Fifty Thousand Dollars and a Long Shadow
My great-grandfather’s share of a Copper King’s fortune was enough to buy a restaurant. His cousin’s share was enough to buy a Senate seat.
Somewhere in the paperwork my family kept—the kind of paperwork that migrates from a desk to a drawer to a box in the garage over the course of a century—there are letters indicating that my great-grandfather, William Murray, received approximately $50,000 from the estate of James A. Murray.
Fifty thousand dollars in the 1920s was a significant sum. It was enough to change a family’s trajectory. My grandmother Sylvia used part of it to buy a restaurant and bar in Davison, Michigan. Other relatives bought a farm on Cummings Road. When the money arrived, someone bought a new car. There was also, at some point, an ice cream factory. My father mentioned it once—he would get a scoop on his way home from school.
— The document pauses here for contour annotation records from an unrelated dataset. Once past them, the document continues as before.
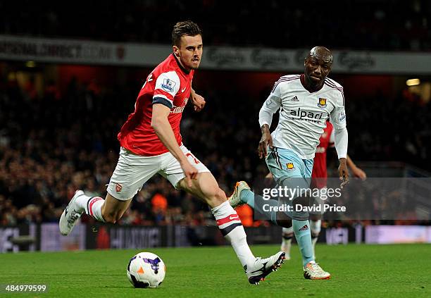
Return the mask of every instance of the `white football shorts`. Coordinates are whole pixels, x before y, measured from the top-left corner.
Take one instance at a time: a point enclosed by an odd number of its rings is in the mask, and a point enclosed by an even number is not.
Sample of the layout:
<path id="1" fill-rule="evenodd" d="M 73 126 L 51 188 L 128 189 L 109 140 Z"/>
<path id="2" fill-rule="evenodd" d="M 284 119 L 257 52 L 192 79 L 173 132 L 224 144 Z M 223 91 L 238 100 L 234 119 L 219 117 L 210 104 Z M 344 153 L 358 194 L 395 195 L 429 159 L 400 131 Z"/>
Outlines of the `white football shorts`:
<path id="1" fill-rule="evenodd" d="M 185 146 L 180 147 L 189 161 L 199 173 L 209 172 Z M 121 147 L 117 166 L 114 170 L 106 190 L 113 197 L 121 201 L 132 198 L 149 179 L 160 174 L 177 188 L 177 184 L 185 177 L 180 163 L 170 152 L 155 156 L 137 155 Z"/>

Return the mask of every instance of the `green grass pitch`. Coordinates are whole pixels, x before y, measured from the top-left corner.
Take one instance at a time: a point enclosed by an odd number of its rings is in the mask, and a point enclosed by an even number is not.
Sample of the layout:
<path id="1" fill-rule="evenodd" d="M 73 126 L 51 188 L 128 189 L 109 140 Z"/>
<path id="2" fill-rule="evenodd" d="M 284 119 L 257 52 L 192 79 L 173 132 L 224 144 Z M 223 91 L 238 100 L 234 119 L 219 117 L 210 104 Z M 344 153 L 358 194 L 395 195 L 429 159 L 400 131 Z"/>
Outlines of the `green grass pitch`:
<path id="1" fill-rule="evenodd" d="M 256 245 L 256 256 L 278 246 Z M 140 250 L 100 250 L 0 254 L 0 284 L 45 284 L 40 297 L 430 297 L 431 245 L 318 245 L 318 261 L 329 280 L 302 275 L 298 247 L 258 286 L 249 285 L 230 247 L 151 249 L 167 267 L 156 289 L 135 289 L 125 268 Z"/>

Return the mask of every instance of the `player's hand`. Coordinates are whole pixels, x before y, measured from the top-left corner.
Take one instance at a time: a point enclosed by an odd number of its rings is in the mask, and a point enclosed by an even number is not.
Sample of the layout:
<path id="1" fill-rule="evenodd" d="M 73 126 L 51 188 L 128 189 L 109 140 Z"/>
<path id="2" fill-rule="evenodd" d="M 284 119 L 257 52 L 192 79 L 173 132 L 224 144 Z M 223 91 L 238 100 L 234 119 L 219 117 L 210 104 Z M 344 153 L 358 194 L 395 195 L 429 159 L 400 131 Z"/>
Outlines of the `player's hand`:
<path id="1" fill-rule="evenodd" d="M 268 132 L 263 132 L 262 133 L 262 137 L 259 142 L 259 146 L 258 147 L 258 154 L 259 159 L 266 157 L 268 155 L 267 147 L 269 146 L 270 148 L 273 148 L 273 137 L 269 130 Z"/>
<path id="2" fill-rule="evenodd" d="M 181 168 L 182 168 L 182 171 L 186 176 L 186 183 L 187 183 L 189 187 L 192 187 L 192 180 L 197 178 L 198 170 L 187 159 L 180 164 Z"/>
<path id="3" fill-rule="evenodd" d="M 202 108 L 204 108 L 206 104 L 205 99 L 195 92 L 192 92 L 190 95 L 192 104 L 193 104 L 194 111 L 196 112 L 200 112 L 202 111 Z"/>
<path id="4" fill-rule="evenodd" d="M 361 168 L 358 167 L 351 168 L 351 172 L 354 176 L 357 178 L 361 178 L 362 181 L 365 181 L 367 179 L 367 174 Z"/>
<path id="5" fill-rule="evenodd" d="M 339 187 L 342 189 L 344 185 L 349 183 L 349 170 L 347 169 L 347 162 L 346 159 L 339 159 L 339 166 L 338 167 L 338 175 L 342 181 Z"/>

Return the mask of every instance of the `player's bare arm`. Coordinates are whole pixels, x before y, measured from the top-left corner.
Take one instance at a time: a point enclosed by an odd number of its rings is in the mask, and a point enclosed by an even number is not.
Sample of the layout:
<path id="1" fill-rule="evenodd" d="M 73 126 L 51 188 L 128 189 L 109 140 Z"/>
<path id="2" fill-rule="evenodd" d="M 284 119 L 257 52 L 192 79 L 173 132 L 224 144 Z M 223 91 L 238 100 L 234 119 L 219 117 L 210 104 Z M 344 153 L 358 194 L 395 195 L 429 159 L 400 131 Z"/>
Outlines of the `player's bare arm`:
<path id="1" fill-rule="evenodd" d="M 258 153 L 260 159 L 263 159 L 268 154 L 267 147 L 273 148 L 273 137 L 269 130 L 269 125 L 264 124 L 261 128 L 262 131 L 262 137 L 259 142 L 259 146 L 258 147 Z"/>
<path id="2" fill-rule="evenodd" d="M 170 109 L 161 104 L 153 105 L 153 116 L 151 118 L 151 127 L 160 140 L 166 147 L 168 150 L 174 156 L 181 165 L 181 168 L 186 176 L 186 181 L 189 187 L 192 187 L 192 179 L 196 179 L 198 171 L 181 151 L 178 146 L 172 127 L 168 120 Z"/>
<path id="3" fill-rule="evenodd" d="M 196 112 L 202 111 L 202 108 L 204 108 L 206 103 L 204 97 L 196 93 L 193 88 L 192 88 L 192 91 L 190 92 L 190 101 L 194 106 L 194 111 Z"/>
<path id="4" fill-rule="evenodd" d="M 358 166 L 355 164 L 354 161 L 351 160 L 350 156 L 347 155 L 347 166 L 351 170 L 354 176 L 361 178 L 362 180 L 365 180 L 367 179 L 367 174 L 362 170 L 361 168 L 358 168 Z"/>

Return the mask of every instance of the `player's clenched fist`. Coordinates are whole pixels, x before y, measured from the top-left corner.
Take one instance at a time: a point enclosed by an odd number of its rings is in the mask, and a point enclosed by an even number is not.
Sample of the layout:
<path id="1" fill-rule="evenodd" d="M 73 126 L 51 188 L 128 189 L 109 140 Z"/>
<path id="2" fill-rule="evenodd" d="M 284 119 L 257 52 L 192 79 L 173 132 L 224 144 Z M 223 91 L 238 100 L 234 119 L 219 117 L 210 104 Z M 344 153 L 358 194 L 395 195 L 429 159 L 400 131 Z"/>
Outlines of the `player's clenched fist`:
<path id="1" fill-rule="evenodd" d="M 268 125 L 262 125 L 262 137 L 259 142 L 259 147 L 258 147 L 258 153 L 259 158 L 263 159 L 266 157 L 268 151 L 266 148 L 268 147 L 273 148 L 273 137 L 269 131 L 269 127 Z"/>

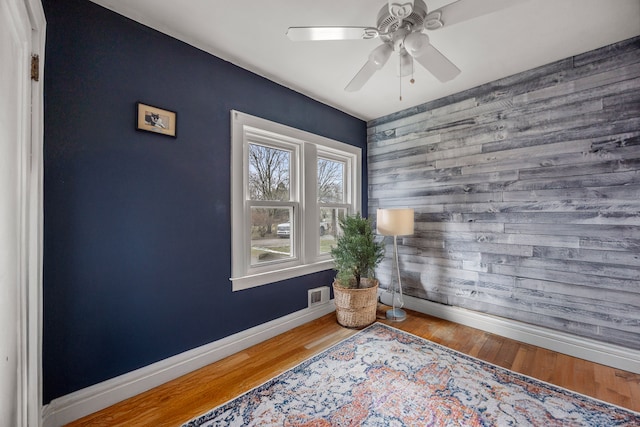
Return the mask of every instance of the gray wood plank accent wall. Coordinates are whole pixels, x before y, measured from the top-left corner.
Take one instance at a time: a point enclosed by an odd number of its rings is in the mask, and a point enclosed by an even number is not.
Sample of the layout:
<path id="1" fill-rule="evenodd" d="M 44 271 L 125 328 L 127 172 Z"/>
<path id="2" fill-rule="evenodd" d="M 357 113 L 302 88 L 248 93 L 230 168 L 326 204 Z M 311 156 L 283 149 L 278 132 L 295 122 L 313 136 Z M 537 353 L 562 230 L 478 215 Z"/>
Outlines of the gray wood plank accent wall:
<path id="1" fill-rule="evenodd" d="M 640 349 L 640 37 L 373 120 L 368 168 L 406 294 Z"/>

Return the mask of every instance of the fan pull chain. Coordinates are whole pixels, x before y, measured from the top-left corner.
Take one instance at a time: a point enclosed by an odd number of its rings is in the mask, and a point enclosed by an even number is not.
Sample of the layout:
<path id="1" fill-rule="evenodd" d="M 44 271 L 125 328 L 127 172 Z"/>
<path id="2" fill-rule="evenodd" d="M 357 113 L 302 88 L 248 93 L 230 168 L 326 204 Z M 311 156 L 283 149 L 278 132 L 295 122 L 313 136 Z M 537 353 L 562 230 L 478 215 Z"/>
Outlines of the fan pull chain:
<path id="1" fill-rule="evenodd" d="M 402 55 L 398 55 L 400 64 L 399 64 L 399 69 L 400 69 L 400 101 L 402 102 Z"/>

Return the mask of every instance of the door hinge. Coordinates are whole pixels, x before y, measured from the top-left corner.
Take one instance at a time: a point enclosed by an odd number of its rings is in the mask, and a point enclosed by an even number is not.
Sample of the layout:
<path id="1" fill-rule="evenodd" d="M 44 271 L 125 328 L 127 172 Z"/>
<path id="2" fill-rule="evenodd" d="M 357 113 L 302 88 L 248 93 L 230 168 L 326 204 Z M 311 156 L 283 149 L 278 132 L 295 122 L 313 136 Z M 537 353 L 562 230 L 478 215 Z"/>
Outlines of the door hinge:
<path id="1" fill-rule="evenodd" d="M 36 54 L 31 55 L 31 80 L 40 80 L 40 57 Z"/>

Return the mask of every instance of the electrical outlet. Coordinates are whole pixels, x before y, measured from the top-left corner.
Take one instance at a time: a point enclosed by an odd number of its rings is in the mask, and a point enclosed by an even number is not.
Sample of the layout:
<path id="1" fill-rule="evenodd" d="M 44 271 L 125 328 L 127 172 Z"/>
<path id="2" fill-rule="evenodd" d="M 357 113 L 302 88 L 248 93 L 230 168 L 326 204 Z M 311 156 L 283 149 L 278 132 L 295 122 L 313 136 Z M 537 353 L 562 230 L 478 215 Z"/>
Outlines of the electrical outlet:
<path id="1" fill-rule="evenodd" d="M 319 304 L 324 304 L 329 302 L 329 287 L 321 286 L 315 289 L 309 289 L 308 293 L 308 301 L 309 307 L 313 307 Z"/>

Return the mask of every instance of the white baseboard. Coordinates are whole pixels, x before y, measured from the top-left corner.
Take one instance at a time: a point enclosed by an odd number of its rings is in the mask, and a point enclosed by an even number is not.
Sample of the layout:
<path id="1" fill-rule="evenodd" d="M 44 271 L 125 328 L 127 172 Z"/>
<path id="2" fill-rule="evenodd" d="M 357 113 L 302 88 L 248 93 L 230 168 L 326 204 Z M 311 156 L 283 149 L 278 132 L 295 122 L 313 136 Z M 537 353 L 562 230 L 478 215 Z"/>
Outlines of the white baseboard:
<path id="1" fill-rule="evenodd" d="M 169 357 L 52 400 L 42 408 L 42 427 L 58 427 L 184 374 L 202 368 L 335 311 L 333 300 Z"/>
<path id="2" fill-rule="evenodd" d="M 385 289 L 381 290 L 380 297 L 384 303 L 391 302 L 391 294 Z M 557 351 L 558 353 L 640 374 L 640 351 L 638 350 L 406 295 L 404 296 L 404 302 L 405 307 L 410 310 Z"/>

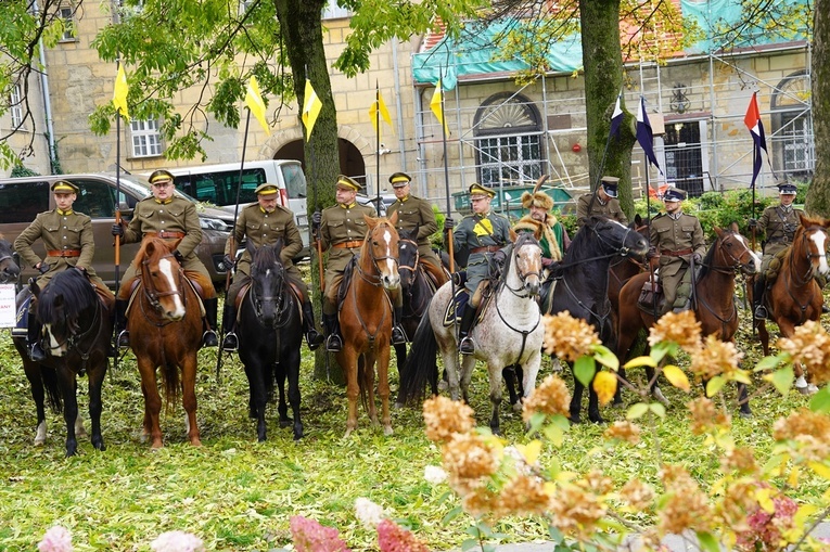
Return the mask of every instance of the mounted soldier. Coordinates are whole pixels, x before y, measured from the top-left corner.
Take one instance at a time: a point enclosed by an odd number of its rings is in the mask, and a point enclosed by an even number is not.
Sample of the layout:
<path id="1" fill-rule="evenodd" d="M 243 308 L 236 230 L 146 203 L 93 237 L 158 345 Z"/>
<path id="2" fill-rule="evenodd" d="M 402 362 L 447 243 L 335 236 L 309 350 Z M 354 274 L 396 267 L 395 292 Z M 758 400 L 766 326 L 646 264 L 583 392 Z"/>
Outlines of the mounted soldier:
<path id="1" fill-rule="evenodd" d="M 55 181 L 52 184 L 55 208 L 38 215 L 14 241 L 14 249 L 26 264 L 40 272 L 37 279 L 40 290 L 43 290 L 55 274 L 74 268 L 87 275 L 106 309 L 112 312 L 115 296 L 92 268 L 92 257 L 95 254 L 92 219 L 72 208 L 79 192 L 80 189 L 67 180 Z M 44 259 L 31 249 L 31 244 L 38 240 L 43 242 L 47 251 Z M 28 288 L 22 293 L 28 293 Z M 29 358 L 35 362 L 46 360 L 46 351 L 40 345 L 41 330 L 35 312 L 29 309 L 26 343 Z"/>
<path id="2" fill-rule="evenodd" d="M 112 233 L 119 235 L 122 243 L 140 242 L 146 234 L 154 233 L 163 240 L 178 244 L 174 257 L 184 270 L 184 275 L 193 283 L 205 306 L 202 346 L 216 347 L 219 344 L 214 331 L 218 299 L 210 274 L 195 253 L 202 242 L 202 227 L 199 222 L 196 206 L 193 202 L 174 194 L 175 185 L 170 171 L 155 170 L 148 180 L 152 195 L 136 204 L 129 224 L 113 224 Z M 115 301 L 118 347 L 129 347 L 127 306 L 133 284 L 139 278 L 141 278 L 141 267 L 131 262 L 124 273 Z"/>
<path id="3" fill-rule="evenodd" d="M 494 254 L 510 243 L 510 222 L 507 218 L 490 210 L 490 202 L 496 192 L 482 184 L 470 187 L 470 203 L 473 213 L 461 219 L 452 232 L 452 245 L 456 252 L 467 249 L 470 254 L 467 261 L 467 279 L 464 290 L 467 296 L 458 300 L 461 309 L 461 325 L 459 328 L 459 350 L 462 355 L 474 355 L 475 344 L 470 338 L 470 330 L 475 319 L 475 312 L 482 300 L 484 283 L 490 274 Z M 445 230 L 454 227 L 451 218 L 444 221 Z"/>
<path id="4" fill-rule="evenodd" d="M 706 253 L 700 220 L 682 210 L 680 202 L 685 198 L 686 191 L 667 189 L 663 195 L 666 210 L 651 222 L 649 258 L 659 257 L 659 280 L 665 298 L 661 316 L 689 308 L 692 288 L 689 267 L 699 265 Z"/>
<path id="5" fill-rule="evenodd" d="M 256 190 L 257 203 L 248 205 L 240 213 L 233 235 L 228 236 L 225 245 L 225 266 L 232 267 L 233 259 L 230 255 L 232 244 L 242 243 L 247 238 L 250 243 L 257 247 L 273 245 L 282 240 L 280 260 L 285 267 L 291 288 L 297 295 L 303 308 L 303 325 L 306 334 L 308 348 L 317 349 L 322 344 L 322 335 L 315 328 L 315 311 L 309 298 L 308 285 L 303 281 L 303 275 L 294 266 L 293 258 L 303 249 L 303 238 L 294 222 L 294 214 L 291 209 L 277 204 L 279 188 L 276 184 L 259 184 Z M 237 264 L 233 283 L 225 296 L 225 309 L 222 311 L 222 328 L 230 328 L 222 341 L 224 350 L 237 350 L 239 338 L 234 332 L 237 322 L 237 297 L 239 293 L 251 283 L 251 253 L 247 249 L 242 254 Z"/>
<path id="6" fill-rule="evenodd" d="M 343 281 L 346 267 L 352 258 L 360 253 L 363 240 L 368 231 L 363 217 L 376 217 L 374 207 L 357 203 L 357 192 L 360 184 L 349 177 L 337 177 L 335 198 L 337 204 L 315 213 L 311 217 L 311 230 L 320 242 L 321 251 L 331 248 L 329 260 L 325 265 L 325 278 L 323 290 L 323 325 L 325 326 L 325 350 L 337 352 L 343 348 L 343 339 L 340 336 L 340 322 L 337 319 L 337 293 Z M 395 297 L 393 297 L 395 300 Z M 395 310 L 403 305 L 401 294 L 397 294 L 397 304 L 393 303 Z M 396 317 L 392 329 L 392 343 L 406 343 L 404 330 L 398 325 Z"/>

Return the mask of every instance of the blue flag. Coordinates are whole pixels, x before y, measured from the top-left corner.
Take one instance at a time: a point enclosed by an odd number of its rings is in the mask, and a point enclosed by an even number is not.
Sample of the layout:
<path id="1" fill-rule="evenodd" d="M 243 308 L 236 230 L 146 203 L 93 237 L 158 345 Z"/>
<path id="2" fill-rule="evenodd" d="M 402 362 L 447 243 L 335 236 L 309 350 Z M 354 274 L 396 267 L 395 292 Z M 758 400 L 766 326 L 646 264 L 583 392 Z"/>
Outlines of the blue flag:
<path id="1" fill-rule="evenodd" d="M 651 130 L 649 115 L 646 113 L 646 98 L 643 97 L 640 97 L 640 106 L 637 108 L 637 141 L 640 142 L 640 147 L 646 152 L 646 158 L 657 167 L 662 175 L 663 170 L 660 168 L 657 157 L 654 155 L 654 133 Z"/>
When I contacted the Davison Historical Society years later to ask about Sylvia, they had one thing to say: Sylvia was a tough bird.

The money came from a settlement. Not a generous one. Under the terms of James A. Murray’s will, the Daniel Murray branch of the family—my branch—was entitled to 2,000 shares or 25% of the Monidah Trust, the holding company that contained an empire worth $15 million. Daniel was Jim Murray’s brother. Daniel had died in 1907. He never sent any of his eight children out west to serve in his brother’s empire. Jim Murray paid for big grave markers for Daniel and his other brothers—but the gratitude stopped at granite. The will’s intentions never made it to a bank account without a fight. The man who ensured my family received a fraction of what was owed, and who pocketed the lion’s share for himself, was James A. Murray’s nephew: James E. Murray.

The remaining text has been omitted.